With few exceptions, Illinois employers must pay their employees $8.25 per hour. Further, if you work more than 40 hours in a work week, the employer must pay you one and one-half times your normal rate of pay. Again, there are exceptions, but, generally speaking, if your employer is not paying you accordingly, you may have a cause of action against the employer. You can either pursue that claim through the government—typically the wage and hour division of the U.S. Department of Labor, or the Illinois Department of Labor—or through a private civil claim. A private civil claim means that you will hire an attorney and they will file a claim on your behalf either in State or Federal court for the amount of backpay and other damages to which you might be entitled.
The advantages to retaining your own counsel are that you will get individualized attention and have easy access to your attorney. Also, it is one cause of action even if you have both a federal and state claim, where as if you utilize the government departments to pursue the claim, you would have to file with both the U.S. Department of Labor and the Illinois Department of Labor. While the government would investigate and pursue your case free of charge, that reason alone should not deter you from researching whether a private action is in your best interest. For example, here at ZCW&S, we would offer a free consultation and we would often be able to take these cases on a contingent basis. That is, we would not charge you up front and we would receive our fees from the settlement. Additionally, as part of the action, we can request attorney fees, so there are many occasions where the opposing party shoulders the burden of your attorney fees.
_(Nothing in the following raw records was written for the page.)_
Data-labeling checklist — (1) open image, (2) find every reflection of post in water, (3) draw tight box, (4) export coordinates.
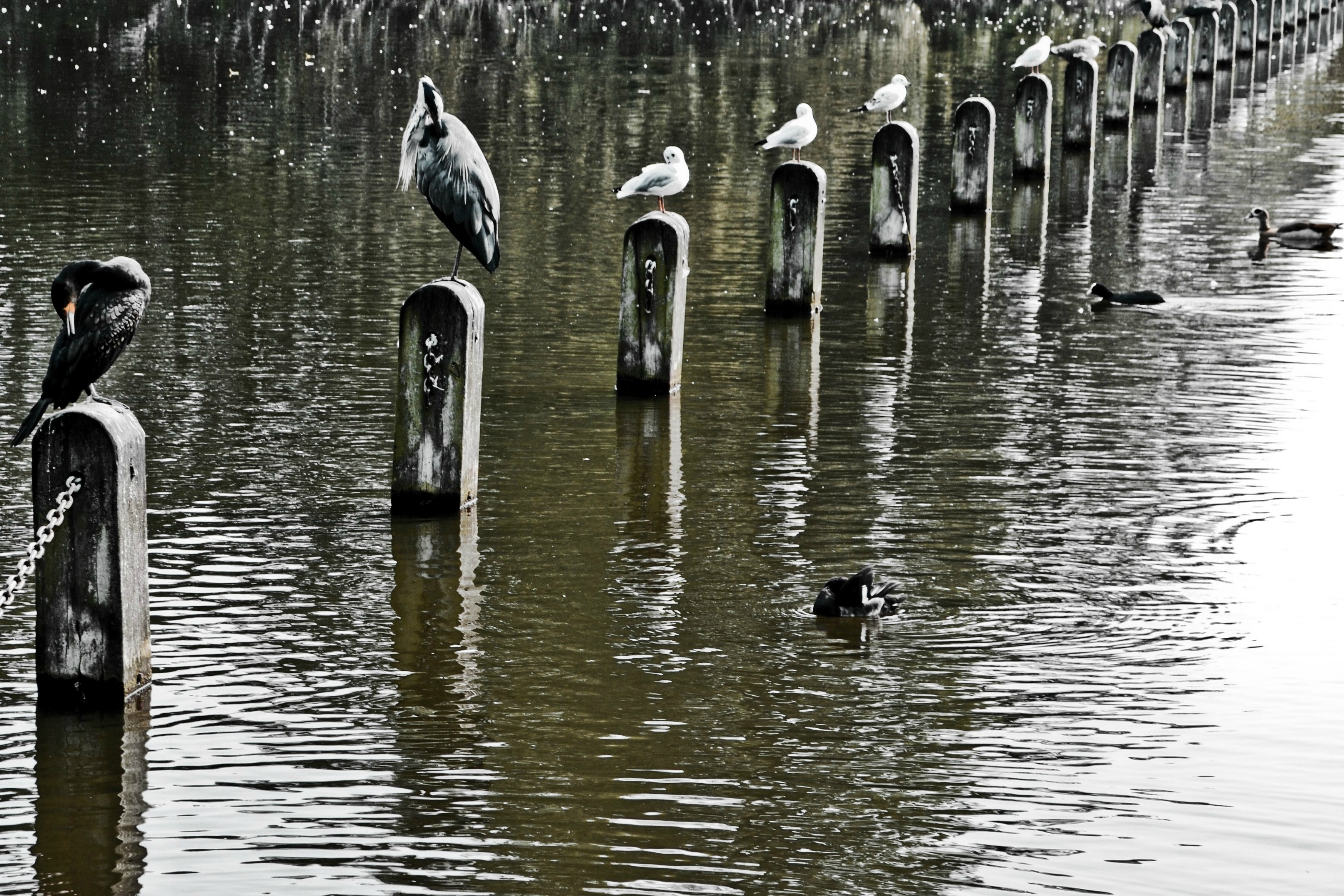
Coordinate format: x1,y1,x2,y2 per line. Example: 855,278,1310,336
391,508,481,727
948,212,989,309
1188,78,1213,144
32,692,149,896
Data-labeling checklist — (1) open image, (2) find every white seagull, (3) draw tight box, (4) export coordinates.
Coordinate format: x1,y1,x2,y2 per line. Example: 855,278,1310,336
1050,34,1106,59
396,77,500,279
756,102,817,161
850,75,910,125
612,146,691,211
1012,35,1050,71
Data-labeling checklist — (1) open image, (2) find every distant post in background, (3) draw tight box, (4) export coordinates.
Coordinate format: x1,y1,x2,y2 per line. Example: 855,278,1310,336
1191,12,1219,78
1134,31,1166,109
393,279,485,516
1166,19,1193,91
951,97,995,211
32,402,152,706
1102,40,1139,128
765,161,827,317
1012,72,1055,180
615,211,691,395
868,121,919,258
1063,59,1097,149
1218,0,1240,62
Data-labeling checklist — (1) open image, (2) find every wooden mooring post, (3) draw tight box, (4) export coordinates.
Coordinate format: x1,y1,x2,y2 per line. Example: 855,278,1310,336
393,279,485,516
1165,19,1193,91
1191,12,1219,78
868,121,919,258
1218,0,1240,61
1063,59,1097,150
1134,30,1166,109
1012,72,1055,180
32,402,152,706
1102,40,1139,128
951,97,995,211
765,161,827,317
615,211,691,395
1236,0,1269,49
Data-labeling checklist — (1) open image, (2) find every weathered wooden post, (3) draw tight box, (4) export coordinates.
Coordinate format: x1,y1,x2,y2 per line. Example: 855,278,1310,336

Pursuing a private action is also a great option if you don’t necessarily want your employer or former employer to be criminally charged.
You cannot pursue your case both in civil court and with the government, so you should decide early on in your case which option best suits you. In either case, you should remember to keep records of your employment situation, including hours worked and payment received. This information will likely be crucial to supporting your claims.